If you look at request 22 for example 2757ms to receive a response but only 1ms to download it (it probably fits in a single TCP packet)
Most of the images are pretty small, have you thought about using datauris or a sprite image?
I looked at Full Optimization Checklist and there are 82% compresss img and from 18 to last img are checked. Thus I thought there were compressed…
Those img are repeated img and I excluded them from sprites. At least I tried included them and applied to website but I can see other imgs in the sprite.
I did informed my host regarding TTFB and webpagetest but they told me it mostly test scripts or something like that… I asked them to reduced it without increasing the resources.
Image compression looks at JPEG images and looks for an opportunity to save bytes by compressing them FURTHER (not that they aren’t compressed at all).
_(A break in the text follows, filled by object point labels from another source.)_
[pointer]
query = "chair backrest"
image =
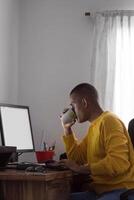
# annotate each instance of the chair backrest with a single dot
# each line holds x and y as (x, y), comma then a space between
(131, 130)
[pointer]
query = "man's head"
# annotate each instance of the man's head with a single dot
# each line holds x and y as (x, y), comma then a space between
(84, 99)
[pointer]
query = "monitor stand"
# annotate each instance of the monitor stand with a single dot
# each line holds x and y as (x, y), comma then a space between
(14, 157)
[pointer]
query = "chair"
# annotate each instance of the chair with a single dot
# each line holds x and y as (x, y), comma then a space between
(125, 195)
(131, 130)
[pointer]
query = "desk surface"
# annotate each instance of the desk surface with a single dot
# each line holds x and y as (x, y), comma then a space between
(21, 185)
(11, 174)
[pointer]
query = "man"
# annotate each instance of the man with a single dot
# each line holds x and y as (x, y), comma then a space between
(106, 152)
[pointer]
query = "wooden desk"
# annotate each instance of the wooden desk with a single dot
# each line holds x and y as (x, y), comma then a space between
(19, 185)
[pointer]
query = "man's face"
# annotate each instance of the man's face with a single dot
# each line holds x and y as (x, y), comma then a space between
(77, 104)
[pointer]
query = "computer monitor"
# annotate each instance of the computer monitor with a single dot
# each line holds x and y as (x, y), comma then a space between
(15, 127)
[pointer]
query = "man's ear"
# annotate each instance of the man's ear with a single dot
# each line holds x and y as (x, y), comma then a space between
(84, 102)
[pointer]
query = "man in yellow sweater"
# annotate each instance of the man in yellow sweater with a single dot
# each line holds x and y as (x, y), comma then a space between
(106, 152)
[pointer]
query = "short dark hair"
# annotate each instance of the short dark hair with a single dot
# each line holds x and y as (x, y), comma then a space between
(85, 89)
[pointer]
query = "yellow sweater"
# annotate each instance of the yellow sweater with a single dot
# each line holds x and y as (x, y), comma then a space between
(108, 151)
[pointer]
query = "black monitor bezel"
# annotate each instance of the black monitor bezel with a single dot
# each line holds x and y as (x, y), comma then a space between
(1, 126)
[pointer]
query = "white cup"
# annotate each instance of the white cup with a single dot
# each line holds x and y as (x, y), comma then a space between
(68, 117)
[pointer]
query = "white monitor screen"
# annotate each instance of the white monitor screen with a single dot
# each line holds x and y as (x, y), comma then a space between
(16, 127)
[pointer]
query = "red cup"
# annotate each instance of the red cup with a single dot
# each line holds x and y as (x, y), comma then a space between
(43, 156)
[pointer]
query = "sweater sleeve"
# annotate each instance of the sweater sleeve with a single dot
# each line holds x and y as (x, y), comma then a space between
(76, 151)
(116, 159)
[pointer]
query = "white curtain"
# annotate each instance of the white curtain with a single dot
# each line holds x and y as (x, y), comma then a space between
(112, 61)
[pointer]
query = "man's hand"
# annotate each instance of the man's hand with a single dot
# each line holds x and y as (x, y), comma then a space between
(81, 169)
(67, 127)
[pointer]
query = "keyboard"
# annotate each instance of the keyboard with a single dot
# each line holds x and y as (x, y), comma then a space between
(22, 165)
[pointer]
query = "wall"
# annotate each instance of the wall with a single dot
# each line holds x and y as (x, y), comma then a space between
(54, 56)
(8, 51)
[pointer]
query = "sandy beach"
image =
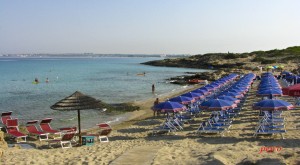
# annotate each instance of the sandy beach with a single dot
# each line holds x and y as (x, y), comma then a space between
(132, 142)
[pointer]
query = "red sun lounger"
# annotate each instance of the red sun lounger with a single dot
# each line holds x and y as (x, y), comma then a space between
(12, 129)
(105, 130)
(5, 116)
(45, 127)
(33, 130)
(65, 141)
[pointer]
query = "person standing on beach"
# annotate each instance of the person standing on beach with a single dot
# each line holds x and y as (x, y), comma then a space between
(153, 88)
(154, 104)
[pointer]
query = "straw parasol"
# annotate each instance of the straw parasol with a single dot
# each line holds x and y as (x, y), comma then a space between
(77, 101)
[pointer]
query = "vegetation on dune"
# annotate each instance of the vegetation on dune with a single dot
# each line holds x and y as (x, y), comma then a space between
(223, 63)
(232, 60)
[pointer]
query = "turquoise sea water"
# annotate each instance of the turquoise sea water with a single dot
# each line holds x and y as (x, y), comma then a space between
(112, 80)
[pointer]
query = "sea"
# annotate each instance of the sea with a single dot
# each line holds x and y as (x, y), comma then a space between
(109, 79)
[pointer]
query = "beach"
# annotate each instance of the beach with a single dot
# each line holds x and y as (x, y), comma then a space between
(132, 142)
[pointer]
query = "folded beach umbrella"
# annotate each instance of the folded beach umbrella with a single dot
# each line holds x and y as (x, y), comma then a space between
(233, 94)
(230, 98)
(271, 104)
(293, 90)
(268, 92)
(169, 106)
(193, 95)
(199, 91)
(182, 100)
(217, 104)
(77, 101)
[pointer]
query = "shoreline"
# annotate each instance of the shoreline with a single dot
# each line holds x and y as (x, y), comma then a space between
(184, 147)
(145, 108)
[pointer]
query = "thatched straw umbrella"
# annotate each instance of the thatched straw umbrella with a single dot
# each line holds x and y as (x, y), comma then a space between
(77, 101)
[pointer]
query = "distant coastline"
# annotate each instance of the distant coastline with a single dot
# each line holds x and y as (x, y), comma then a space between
(89, 55)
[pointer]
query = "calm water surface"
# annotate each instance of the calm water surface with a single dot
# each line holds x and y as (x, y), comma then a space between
(112, 80)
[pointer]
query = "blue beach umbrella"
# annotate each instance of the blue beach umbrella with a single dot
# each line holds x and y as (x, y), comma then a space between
(233, 94)
(269, 92)
(271, 104)
(217, 104)
(230, 98)
(202, 92)
(193, 95)
(182, 99)
(169, 106)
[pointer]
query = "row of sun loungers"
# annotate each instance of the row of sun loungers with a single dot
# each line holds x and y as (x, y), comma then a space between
(63, 136)
(219, 122)
(270, 124)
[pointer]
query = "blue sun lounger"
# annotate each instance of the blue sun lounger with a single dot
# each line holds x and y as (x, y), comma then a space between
(205, 128)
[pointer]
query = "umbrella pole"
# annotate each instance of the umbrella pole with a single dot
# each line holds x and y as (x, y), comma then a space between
(79, 127)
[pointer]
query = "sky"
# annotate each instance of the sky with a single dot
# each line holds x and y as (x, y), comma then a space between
(147, 26)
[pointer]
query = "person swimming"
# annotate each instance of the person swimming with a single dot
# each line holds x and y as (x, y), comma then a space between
(36, 81)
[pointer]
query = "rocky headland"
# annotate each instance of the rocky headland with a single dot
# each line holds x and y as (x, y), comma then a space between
(221, 64)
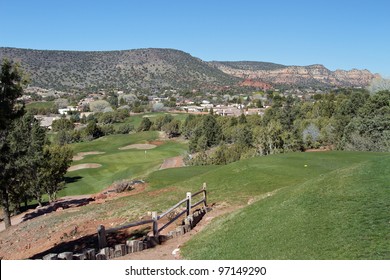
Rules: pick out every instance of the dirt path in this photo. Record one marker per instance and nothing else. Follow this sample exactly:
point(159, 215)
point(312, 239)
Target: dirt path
point(170, 250)
point(66, 201)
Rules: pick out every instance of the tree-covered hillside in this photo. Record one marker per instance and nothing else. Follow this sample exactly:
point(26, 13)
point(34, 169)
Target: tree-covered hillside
point(141, 68)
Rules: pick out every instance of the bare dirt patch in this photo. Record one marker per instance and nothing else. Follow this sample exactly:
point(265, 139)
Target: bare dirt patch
point(139, 147)
point(84, 166)
point(174, 162)
point(170, 250)
point(81, 155)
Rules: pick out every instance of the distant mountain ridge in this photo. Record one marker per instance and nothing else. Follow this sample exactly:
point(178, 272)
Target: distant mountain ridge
point(312, 75)
point(159, 68)
point(140, 68)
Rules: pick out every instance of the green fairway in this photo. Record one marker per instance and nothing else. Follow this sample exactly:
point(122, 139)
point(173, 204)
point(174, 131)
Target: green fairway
point(117, 164)
point(335, 208)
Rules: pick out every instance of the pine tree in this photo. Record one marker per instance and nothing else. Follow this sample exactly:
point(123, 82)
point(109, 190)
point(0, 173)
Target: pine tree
point(11, 87)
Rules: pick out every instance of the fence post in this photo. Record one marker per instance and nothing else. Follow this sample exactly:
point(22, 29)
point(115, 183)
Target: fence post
point(189, 203)
point(155, 224)
point(102, 237)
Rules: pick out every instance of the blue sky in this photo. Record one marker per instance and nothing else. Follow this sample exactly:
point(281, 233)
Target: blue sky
point(338, 34)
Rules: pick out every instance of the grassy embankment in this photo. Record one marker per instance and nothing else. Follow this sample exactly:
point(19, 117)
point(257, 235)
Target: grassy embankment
point(336, 208)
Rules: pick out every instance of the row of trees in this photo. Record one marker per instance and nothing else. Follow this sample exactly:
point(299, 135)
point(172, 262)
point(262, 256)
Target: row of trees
point(29, 165)
point(346, 120)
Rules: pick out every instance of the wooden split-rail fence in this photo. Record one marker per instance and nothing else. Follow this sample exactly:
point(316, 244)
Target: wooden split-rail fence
point(188, 201)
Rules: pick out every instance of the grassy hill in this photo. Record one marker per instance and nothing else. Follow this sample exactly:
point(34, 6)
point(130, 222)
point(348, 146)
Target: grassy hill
point(336, 208)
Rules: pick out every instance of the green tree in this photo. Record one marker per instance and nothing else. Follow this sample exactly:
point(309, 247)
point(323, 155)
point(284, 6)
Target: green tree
point(26, 141)
point(56, 161)
point(62, 124)
point(172, 129)
point(11, 87)
point(145, 125)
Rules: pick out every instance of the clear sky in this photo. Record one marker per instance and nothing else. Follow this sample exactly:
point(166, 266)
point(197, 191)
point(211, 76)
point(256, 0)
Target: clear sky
point(338, 34)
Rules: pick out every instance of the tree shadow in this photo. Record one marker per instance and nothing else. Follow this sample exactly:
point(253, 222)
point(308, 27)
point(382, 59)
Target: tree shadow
point(87, 242)
point(74, 179)
point(55, 206)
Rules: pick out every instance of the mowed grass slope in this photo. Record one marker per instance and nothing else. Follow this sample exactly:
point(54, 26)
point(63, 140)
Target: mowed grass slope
point(335, 208)
point(117, 164)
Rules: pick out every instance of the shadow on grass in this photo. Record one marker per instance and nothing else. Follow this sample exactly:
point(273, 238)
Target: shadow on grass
point(73, 179)
point(87, 242)
point(54, 206)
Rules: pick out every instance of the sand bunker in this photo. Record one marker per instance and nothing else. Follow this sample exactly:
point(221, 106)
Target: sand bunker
point(139, 147)
point(84, 166)
point(81, 156)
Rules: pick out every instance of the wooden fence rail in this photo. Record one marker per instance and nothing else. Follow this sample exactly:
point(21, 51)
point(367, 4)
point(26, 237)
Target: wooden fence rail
point(102, 232)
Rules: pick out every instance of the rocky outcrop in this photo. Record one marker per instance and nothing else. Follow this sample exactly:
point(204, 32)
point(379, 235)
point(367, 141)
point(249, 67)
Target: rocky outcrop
point(313, 75)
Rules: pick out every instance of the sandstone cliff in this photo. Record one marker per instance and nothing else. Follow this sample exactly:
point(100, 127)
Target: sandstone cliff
point(313, 75)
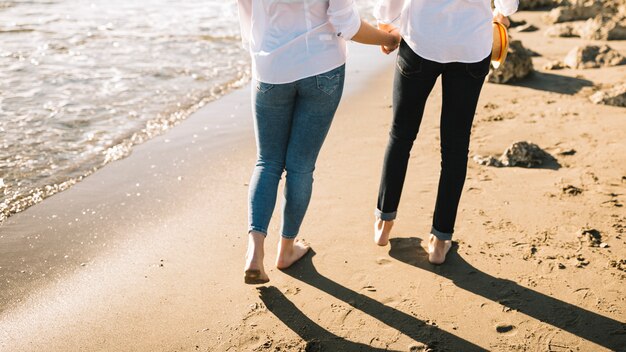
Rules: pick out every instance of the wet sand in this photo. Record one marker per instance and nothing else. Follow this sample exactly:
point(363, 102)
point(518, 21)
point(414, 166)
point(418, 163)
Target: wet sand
point(155, 242)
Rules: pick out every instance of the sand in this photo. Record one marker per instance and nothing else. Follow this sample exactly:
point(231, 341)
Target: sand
point(147, 254)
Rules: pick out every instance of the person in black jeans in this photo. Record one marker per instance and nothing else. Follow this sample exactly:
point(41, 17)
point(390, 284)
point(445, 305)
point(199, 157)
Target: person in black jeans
point(415, 77)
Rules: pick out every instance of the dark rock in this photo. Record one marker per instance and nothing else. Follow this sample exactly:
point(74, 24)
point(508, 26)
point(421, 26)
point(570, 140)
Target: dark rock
point(527, 28)
point(591, 56)
point(615, 96)
point(518, 65)
point(572, 190)
point(579, 11)
point(522, 154)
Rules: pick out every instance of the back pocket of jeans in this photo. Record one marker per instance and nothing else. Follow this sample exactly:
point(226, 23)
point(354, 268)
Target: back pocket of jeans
point(328, 82)
point(411, 66)
point(263, 87)
point(478, 70)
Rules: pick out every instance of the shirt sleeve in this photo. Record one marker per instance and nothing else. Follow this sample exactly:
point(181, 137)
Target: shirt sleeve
point(506, 7)
point(389, 11)
point(245, 21)
point(344, 17)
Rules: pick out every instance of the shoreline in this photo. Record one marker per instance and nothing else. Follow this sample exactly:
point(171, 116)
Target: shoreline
point(519, 277)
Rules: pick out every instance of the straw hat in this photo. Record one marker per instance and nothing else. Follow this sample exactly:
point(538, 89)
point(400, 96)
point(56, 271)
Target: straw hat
point(500, 44)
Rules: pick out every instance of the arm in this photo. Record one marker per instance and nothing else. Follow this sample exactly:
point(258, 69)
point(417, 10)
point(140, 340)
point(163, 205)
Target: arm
point(245, 21)
point(387, 12)
point(344, 16)
point(368, 34)
point(504, 8)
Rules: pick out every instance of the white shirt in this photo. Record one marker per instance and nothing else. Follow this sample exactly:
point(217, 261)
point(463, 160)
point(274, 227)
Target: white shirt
point(294, 39)
point(445, 30)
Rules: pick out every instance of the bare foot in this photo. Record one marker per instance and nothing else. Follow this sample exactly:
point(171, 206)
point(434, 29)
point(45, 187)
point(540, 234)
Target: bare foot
point(289, 252)
point(254, 273)
point(437, 250)
point(382, 229)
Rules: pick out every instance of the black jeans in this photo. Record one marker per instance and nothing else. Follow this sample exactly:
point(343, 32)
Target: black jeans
point(414, 80)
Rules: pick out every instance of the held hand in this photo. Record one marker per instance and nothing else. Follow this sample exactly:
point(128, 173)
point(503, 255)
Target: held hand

It is super-conservative and tries re-compressing jpeg images at a quality level of 85 which should not have any perceivable visual difference.
It seems that when I applied subdomain like images1.domain.com/mod/ to those images will make them load longer. Now I removed it and just put /mod/xxx.png…
Any reason why this happen? I thought it could help to reduce loading time but not increase them…
A new sub-domain (sharding) has some start-up cost where the browser has to do the DNS lookup and establish new connections. It usually only pays off if you have a LOT of static content that you need to serve.